SPD-Chefin fordert zügiges Impfangebot für Kinder und Jugendliche

Saskia Esken - Bild: Anne Hufnagl
Saskia Esken - Bild: Anne Hufnagl

Die Frage nach der Impfung von Kindern und Jugendlichen gegen das neuartige Coronavirus sorgt vor dem Impfgipfel von Bund und Ländern am Donnerstag weiter für Diskussionen. Während die SPD ein schnelles Impfangebot für Minderjährige forderte, lehnte der Hausärzteverband in Nordrhein-Westfalen eine allgemeine Corona-Impfung von Kindern ab. Niedersachsens Ministerpräsident Stephan Weil (SPD) kritisierte die Ständige Impfkommission (Stiko).

Wenn sichergestellt sei, dass die Impfstoffe ausreichende Wirksamkeit haben und keine schweren Nebenwirkungen auftreten, plädiere sie dafür, Kindern über zwölf Jahren und allen Eltern zügig ein Impfangebot zu machen, sagte SPD-Chefin Saskia Esken den Zeitungen der Funke Mediengruppe (Donnerstagsausgaben). Zugleich nahm sie Bundesgesundheitsminister Jens Spahn (CDU) in die Verantwortung, für mehr Impfstoff zu sorgen.

Niedersachsens Ministerpräsident Weil übte Kritik an den jüngsten Äußerungen der Stiko. „Dass die Ständige Impfkommission nun plötzlich den Sinn einer flächendeckenden Impfung von Schülerinnen und Schülern grundsätzlich in Frage stellt, irritiert mich und auch viele andere Menschen“, sagte Weil dem Redaktionsnetzwerk Deutschland.

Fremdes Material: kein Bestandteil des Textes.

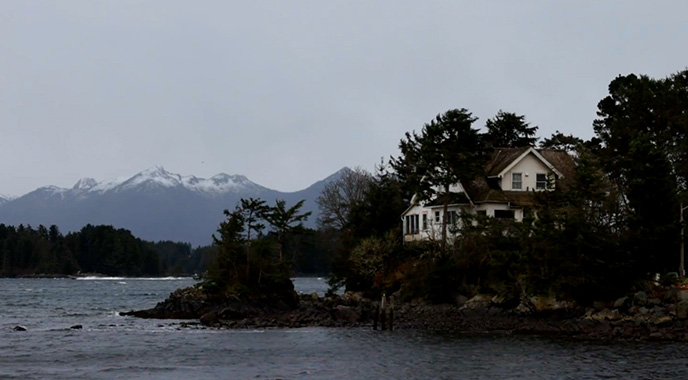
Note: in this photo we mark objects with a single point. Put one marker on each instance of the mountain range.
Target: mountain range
(154, 204)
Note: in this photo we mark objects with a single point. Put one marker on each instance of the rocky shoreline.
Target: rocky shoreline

„Vor ein paar Wochen hieß es noch, Schulen seien Brutstätten der Pandemie. Jetzt heißt es plötzlich, Kinder und Jugendliche stellen so gut wie gar kein Risiko dar“, sagte Weil den Blättern. Beides sei falsch. „Kinder und Jugendliche können sich infizieren und das Virus weitergeben, deshalb müssen sie ein Impfangebot bekommen – sofern eine Zulassung vorliegt, bei der Nutzen und Risiken abgewogen wurden“, sagte der SPD-Politiker.

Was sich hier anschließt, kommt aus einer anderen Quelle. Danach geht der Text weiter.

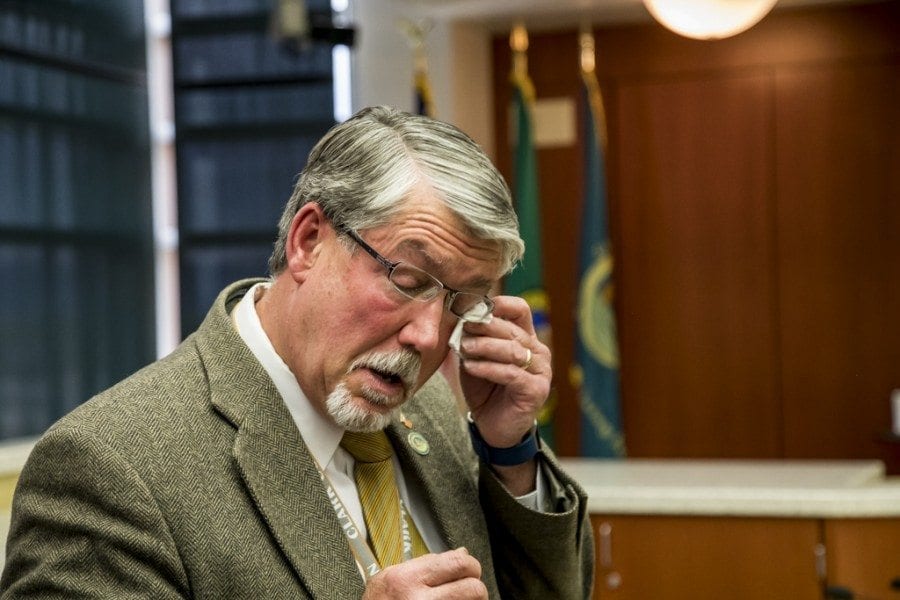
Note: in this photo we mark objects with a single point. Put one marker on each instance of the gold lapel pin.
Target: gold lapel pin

Spahn und Bundesbildungsministerin Anja Karliczek (CDU) hatten das Ziel ausgegeben, Jugendliche noch im Sommer impfen zu lassen, um eine Rückkehr zum regulären Unterricht zu ermöglichen.

Die Grünen kritisierten den Kurs der Bundesregierung. Viele Menschen aus den Prioritätsgruppen eins, zwei und drei seien noch nicht geimpft, sagte der Grünen-Gesundheitsexperte Janosch Dahmen im ARD-„Morgenmagazin“. Diese Personengruppen müssten zuerst mit Impfstoff versorgt werden, bevor eine Impfung von Schülerinnen und Schülern in Erwägung gezogen werde.

Es gebe noch viele offene Fragen „zu den Langzeitgefahren einer Infektion, aber auch den Langzeitfolgen, die eine Impfung für Kinder und Jugendliche haben könnte“, sagte Dahmen. Daher sei die Stiko in dieser Frage zurückhaltend.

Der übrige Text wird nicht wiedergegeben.